Traditional approaches to security no longer work in a digital world and deploying various security technologies does not guarantee complete security. Rajnish Gupta, Sales Director, RSA India, says one must link the technology assets to the business risks and take a platform approach to security.
Q. The traditional approach to security no longer works in a digital world. There are new threat vectors and business networks are more interconnected. What is the new approach to security?
Short answer: Identify your critical business assets and give these a risk score. Create a risk profile. Then monitor the critical assets rather than trying to pay attention to a flood of alerts. Deploy orchestration around it to understand your risk posture at any given point of time. It’s not about having so much technology to control your security posture. Take a platform approach to manage your security technologies and alerts.
Rajnish Gupta: It’s about connecting the technology to the business risk or the business context. One should think about the impact to the business, should there be a security breach. If you can link the technology detail to the business risk, you will be able to manage your security posture and infrastructure in a much better way. This is what we call business-driven security.
It is about finding what is critical to you and assigning a critical position to that. Identify your critical assets and link those to the business risks. Give a risk score to your assets and monitor the critical assets regularly rather than trying to pay attention to a flood of alerts.
The CEO or board member is not interested in knowing about the technicalities of the breach. They just want to know about the impact of the breach and what was lost.
You need to have a platform approach to manage your security.
Q. In February this year you announced the RSA Risk & Cybersecurity practice. How does it help in operationalizing business driven security?
Rajnish Gupta: Any engagement that we do goes beyond the product conversation. It has a people-technology aspect.

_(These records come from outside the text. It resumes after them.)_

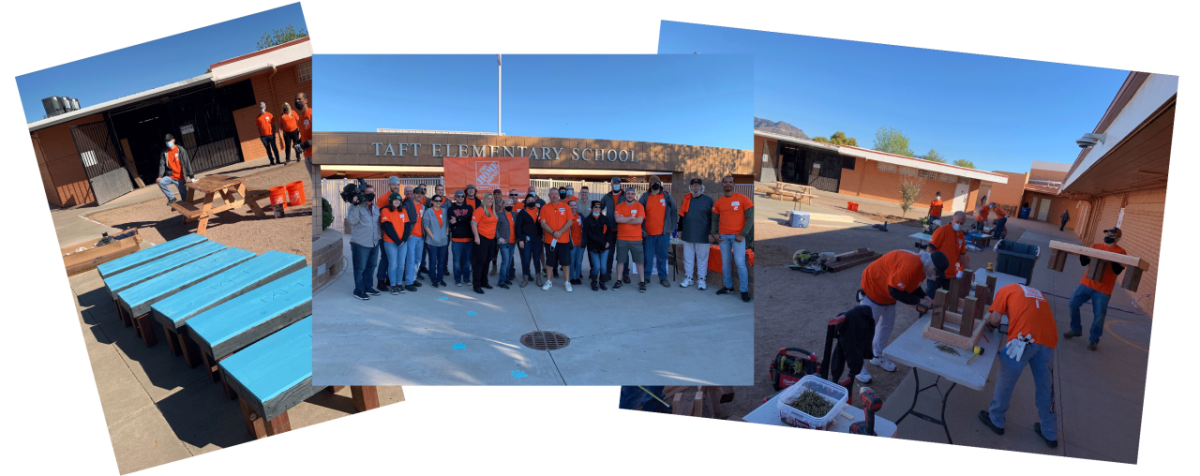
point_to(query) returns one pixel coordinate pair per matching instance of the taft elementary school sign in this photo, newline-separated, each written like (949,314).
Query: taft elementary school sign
(534,154)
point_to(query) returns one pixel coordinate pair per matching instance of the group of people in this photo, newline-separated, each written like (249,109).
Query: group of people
(175,166)
(413,234)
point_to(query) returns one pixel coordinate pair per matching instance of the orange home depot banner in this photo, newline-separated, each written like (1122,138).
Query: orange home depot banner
(486,174)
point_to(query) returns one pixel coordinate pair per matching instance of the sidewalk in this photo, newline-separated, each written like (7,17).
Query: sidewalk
(1099,395)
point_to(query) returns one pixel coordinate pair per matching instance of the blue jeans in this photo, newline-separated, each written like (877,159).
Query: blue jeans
(461,260)
(532,249)
(739,258)
(364,266)
(507,261)
(179,185)
(437,263)
(1099,309)
(396,254)
(598,260)
(658,246)
(413,249)
(1041,360)
(631,396)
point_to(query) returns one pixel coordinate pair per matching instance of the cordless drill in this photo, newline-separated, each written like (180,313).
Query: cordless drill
(871,403)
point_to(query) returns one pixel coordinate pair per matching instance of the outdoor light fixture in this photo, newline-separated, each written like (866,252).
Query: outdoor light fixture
(1090,139)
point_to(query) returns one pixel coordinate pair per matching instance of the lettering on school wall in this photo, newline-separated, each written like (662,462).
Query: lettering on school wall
(534,154)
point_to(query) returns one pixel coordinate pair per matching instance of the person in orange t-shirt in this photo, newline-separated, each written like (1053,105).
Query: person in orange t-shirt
(265,122)
(895,277)
(1099,293)
(1031,339)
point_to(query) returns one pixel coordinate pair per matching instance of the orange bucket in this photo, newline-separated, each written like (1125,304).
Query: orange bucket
(280,197)
(295,193)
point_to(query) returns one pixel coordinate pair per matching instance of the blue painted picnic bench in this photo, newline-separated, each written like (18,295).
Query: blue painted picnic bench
(147,255)
(275,374)
(249,318)
(137,300)
(154,269)
(174,312)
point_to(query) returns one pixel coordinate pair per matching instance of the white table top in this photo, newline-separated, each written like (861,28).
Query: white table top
(915,350)
(768,414)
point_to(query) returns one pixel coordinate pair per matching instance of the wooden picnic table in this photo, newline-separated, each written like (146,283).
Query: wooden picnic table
(233,192)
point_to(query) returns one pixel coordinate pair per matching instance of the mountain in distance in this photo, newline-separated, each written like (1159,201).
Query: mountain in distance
(780,127)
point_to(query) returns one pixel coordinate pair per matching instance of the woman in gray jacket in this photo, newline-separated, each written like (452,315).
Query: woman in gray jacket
(437,236)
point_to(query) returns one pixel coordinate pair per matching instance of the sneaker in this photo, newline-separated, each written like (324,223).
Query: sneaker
(987,421)
(1037,428)
(883,363)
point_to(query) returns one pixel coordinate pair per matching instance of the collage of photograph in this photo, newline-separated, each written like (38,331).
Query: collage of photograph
(868,248)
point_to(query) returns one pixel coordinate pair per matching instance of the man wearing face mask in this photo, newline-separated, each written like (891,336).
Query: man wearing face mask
(660,222)
(267,126)
(951,240)
(695,221)
(1098,291)
(175,168)
(895,277)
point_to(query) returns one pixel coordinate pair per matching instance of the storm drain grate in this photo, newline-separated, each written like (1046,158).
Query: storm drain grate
(545,341)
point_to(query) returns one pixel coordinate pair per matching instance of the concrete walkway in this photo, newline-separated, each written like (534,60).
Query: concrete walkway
(1099,395)
(666,336)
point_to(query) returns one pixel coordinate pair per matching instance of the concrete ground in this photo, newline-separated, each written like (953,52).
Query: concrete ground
(666,336)
(1099,395)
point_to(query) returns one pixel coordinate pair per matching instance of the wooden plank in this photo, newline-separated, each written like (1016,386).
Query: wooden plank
(1122,259)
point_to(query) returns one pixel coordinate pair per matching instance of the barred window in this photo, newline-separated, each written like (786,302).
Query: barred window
(304,71)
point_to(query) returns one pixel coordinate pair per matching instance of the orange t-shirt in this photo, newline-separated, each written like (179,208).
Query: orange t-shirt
(655,212)
(556,216)
(486,223)
(629,232)
(952,243)
(732,212)
(900,269)
(306,130)
(420,210)
(1110,278)
(264,124)
(289,121)
(935,209)
(1029,312)
(397,218)
(177,169)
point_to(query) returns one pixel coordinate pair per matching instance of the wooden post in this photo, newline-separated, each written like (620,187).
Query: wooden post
(366,398)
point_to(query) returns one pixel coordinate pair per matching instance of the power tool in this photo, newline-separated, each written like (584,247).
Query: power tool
(871,403)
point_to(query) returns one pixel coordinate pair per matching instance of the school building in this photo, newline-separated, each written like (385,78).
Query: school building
(103,151)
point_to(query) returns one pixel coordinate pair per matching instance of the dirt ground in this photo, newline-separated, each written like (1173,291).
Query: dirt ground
(792,308)
(240,228)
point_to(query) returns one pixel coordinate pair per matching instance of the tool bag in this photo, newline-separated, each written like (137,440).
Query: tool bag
(790,366)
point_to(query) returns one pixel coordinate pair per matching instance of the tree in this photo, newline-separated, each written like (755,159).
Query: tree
(281,36)
(892,140)
(910,190)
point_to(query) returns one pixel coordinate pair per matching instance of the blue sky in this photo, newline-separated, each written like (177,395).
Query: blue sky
(669,98)
(999,113)
(156,62)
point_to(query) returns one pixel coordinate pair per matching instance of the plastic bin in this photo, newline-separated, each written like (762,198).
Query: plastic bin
(1017,259)
(798,218)
(835,393)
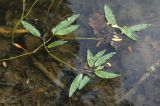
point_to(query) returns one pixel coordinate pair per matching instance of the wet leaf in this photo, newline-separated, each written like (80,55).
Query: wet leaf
(75,84)
(109,64)
(17,45)
(65,23)
(90,58)
(104,59)
(128,33)
(67,30)
(139,27)
(30,28)
(104,74)
(99,54)
(84,81)
(99,67)
(56,43)
(4,64)
(109,15)
(117,39)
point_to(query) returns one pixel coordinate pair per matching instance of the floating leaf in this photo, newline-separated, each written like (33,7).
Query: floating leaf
(109,15)
(75,84)
(65,23)
(84,81)
(104,74)
(99,54)
(99,67)
(30,28)
(139,27)
(104,59)
(117,39)
(56,43)
(128,33)
(67,30)
(90,58)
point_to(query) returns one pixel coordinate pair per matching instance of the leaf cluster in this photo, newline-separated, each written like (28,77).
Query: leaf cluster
(96,63)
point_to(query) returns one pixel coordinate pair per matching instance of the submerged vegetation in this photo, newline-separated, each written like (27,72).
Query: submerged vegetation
(95,63)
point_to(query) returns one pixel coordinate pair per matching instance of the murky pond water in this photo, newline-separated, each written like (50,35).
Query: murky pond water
(23,82)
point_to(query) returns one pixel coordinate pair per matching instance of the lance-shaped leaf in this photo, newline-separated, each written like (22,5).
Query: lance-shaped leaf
(109,15)
(90,58)
(104,74)
(56,43)
(126,31)
(30,28)
(67,30)
(65,23)
(139,27)
(75,84)
(84,81)
(99,54)
(102,60)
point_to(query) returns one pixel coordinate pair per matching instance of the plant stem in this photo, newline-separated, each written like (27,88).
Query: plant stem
(78,38)
(25,54)
(22,17)
(56,58)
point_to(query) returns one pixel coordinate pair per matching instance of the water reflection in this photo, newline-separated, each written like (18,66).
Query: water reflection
(132,65)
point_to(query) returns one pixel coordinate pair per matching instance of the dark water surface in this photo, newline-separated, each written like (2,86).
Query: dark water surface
(23,84)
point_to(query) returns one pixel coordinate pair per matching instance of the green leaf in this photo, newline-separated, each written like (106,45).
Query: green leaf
(104,74)
(99,54)
(56,43)
(30,28)
(84,81)
(109,15)
(102,60)
(90,58)
(67,30)
(139,27)
(128,33)
(99,67)
(75,84)
(65,23)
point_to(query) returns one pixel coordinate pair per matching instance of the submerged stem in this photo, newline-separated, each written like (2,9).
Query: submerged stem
(56,58)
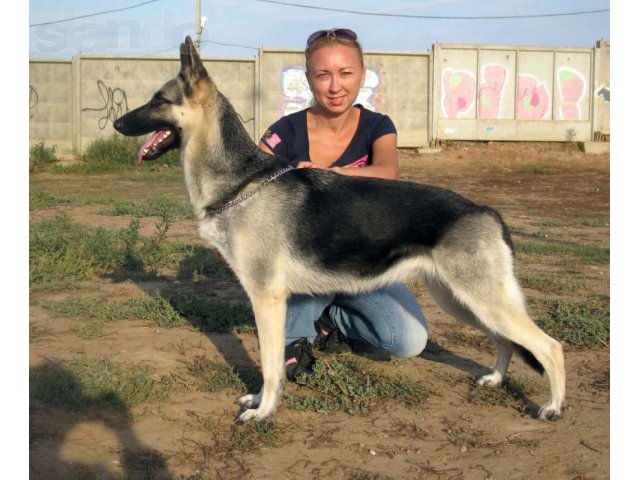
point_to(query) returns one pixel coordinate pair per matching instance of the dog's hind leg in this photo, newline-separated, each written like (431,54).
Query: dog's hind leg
(476,265)
(269,311)
(445,299)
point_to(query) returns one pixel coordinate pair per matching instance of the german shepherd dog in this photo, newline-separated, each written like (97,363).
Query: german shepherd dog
(284,230)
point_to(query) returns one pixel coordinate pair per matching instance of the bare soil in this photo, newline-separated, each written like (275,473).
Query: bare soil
(546,192)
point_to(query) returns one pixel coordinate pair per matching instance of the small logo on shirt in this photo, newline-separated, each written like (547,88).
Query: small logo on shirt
(361,162)
(273,140)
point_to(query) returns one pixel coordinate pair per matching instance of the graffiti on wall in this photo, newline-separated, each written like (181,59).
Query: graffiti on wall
(533,97)
(33,100)
(533,101)
(573,87)
(458,92)
(296,94)
(115,104)
(491,90)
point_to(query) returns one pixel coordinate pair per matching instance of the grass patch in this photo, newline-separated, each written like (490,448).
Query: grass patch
(585,323)
(210,315)
(550,282)
(118,153)
(95,312)
(226,439)
(42,200)
(62,252)
(347,384)
(41,157)
(163,206)
(85,382)
(201,263)
(591,255)
(213,376)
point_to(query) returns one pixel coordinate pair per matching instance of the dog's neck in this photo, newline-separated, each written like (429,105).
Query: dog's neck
(220,162)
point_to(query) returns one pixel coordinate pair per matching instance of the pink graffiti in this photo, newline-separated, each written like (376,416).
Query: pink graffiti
(490,92)
(533,98)
(572,87)
(458,92)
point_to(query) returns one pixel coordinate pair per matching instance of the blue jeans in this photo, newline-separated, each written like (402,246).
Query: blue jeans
(388,318)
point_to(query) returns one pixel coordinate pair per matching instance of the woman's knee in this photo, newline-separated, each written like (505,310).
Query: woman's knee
(410,344)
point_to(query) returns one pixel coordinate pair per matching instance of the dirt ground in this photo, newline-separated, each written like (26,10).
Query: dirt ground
(546,192)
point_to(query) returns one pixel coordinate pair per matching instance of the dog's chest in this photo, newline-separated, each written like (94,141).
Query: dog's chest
(214,232)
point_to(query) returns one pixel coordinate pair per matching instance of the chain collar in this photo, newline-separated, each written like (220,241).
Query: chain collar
(214,210)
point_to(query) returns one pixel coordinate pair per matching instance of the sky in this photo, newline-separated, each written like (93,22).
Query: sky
(240,28)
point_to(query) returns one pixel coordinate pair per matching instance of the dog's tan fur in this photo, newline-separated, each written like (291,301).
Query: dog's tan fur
(469,270)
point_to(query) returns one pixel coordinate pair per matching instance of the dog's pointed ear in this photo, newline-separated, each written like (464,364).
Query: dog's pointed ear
(191,67)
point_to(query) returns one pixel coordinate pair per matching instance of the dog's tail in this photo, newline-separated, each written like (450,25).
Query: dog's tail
(528,357)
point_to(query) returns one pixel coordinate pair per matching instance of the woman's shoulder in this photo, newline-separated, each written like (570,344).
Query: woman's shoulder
(373,119)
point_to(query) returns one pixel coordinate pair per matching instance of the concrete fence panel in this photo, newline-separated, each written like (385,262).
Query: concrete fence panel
(110,87)
(51,89)
(512,93)
(455,92)
(396,84)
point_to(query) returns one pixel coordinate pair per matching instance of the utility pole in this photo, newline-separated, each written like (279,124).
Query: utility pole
(198,25)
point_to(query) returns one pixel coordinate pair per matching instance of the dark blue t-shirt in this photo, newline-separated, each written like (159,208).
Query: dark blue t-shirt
(288,138)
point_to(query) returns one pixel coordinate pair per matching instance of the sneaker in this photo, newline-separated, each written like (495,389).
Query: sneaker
(298,359)
(330,339)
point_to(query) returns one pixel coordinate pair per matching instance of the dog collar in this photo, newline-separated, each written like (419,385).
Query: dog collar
(214,210)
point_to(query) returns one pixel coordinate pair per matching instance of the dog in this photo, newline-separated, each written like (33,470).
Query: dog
(284,230)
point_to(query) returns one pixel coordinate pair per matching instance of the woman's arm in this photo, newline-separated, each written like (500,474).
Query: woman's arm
(384,163)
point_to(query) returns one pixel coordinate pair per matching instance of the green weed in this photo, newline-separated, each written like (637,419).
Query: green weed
(83,382)
(163,206)
(117,153)
(213,376)
(550,282)
(62,252)
(592,255)
(584,323)
(210,315)
(346,384)
(42,200)
(41,156)
(95,312)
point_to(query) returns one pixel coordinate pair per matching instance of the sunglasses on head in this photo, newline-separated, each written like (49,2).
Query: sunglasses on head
(343,33)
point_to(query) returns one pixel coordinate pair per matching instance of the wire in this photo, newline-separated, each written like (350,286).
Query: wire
(229,44)
(94,14)
(436,17)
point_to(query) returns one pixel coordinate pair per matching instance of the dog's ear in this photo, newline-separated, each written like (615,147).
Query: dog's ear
(191,67)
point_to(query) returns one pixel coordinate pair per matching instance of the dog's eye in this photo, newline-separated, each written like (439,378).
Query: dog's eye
(158,97)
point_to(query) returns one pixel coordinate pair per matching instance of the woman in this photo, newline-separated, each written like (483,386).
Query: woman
(348,139)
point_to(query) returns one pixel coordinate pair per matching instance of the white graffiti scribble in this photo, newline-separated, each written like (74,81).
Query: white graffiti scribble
(296,94)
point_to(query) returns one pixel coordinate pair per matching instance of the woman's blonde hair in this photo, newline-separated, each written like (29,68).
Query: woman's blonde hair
(329,40)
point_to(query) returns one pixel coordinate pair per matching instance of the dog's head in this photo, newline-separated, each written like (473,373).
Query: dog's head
(172,108)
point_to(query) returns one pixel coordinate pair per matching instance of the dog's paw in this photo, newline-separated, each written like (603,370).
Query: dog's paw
(491,380)
(550,412)
(252,414)
(248,401)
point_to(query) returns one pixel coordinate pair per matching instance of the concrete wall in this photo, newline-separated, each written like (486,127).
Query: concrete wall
(601,91)
(109,87)
(458,92)
(512,93)
(396,84)
(50,103)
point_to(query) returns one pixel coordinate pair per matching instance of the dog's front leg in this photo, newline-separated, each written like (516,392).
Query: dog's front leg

We have tried to do some consulting to advise companies how to do incident response. We advise them how to create their processes around cyber defense. RSA is trying to create awareness on those aspects.
Q. We now have thousands of things being connected to the network in the Internet of things. How has Identity Access Management evolved over the years?
Rajnish Gupta: Identity has become the weakest link in the security chain. Traditionally, IAM solutions have taken a technology approach. That has not worked out and the deployments have taken a long time to complete. The approach to IAM has changed from technology-oriented to governance-oriented. The business must know what kind of access people in the organization have, even when they change roles. Have the old access privileges been revoked when someone moves on?
The authentication method has also changed from a traditional VPN or token-based one to multi-factor authentication. You can have biometrics with iris scanning and facial recognition today. There is also seamless authentication between the on-premise application and the cloud-based application.
Q. Which are your target verticals in India? Can you name some of the companies who are using RSA security solutions?
Rajnish Gupta: We have a predominant presence in BFSI, IT/ITES and Government/PSU. HDFC Bank uses our fraud risk intelligence solution to secure online transactions. The solution does risk profiling and risk assessment based on user behavior. Many public sector banks in India are using this solution. The IT/ITES companies such as GenPact are using our SOC (NetWitness) and GRC (RSA Archer) solutions.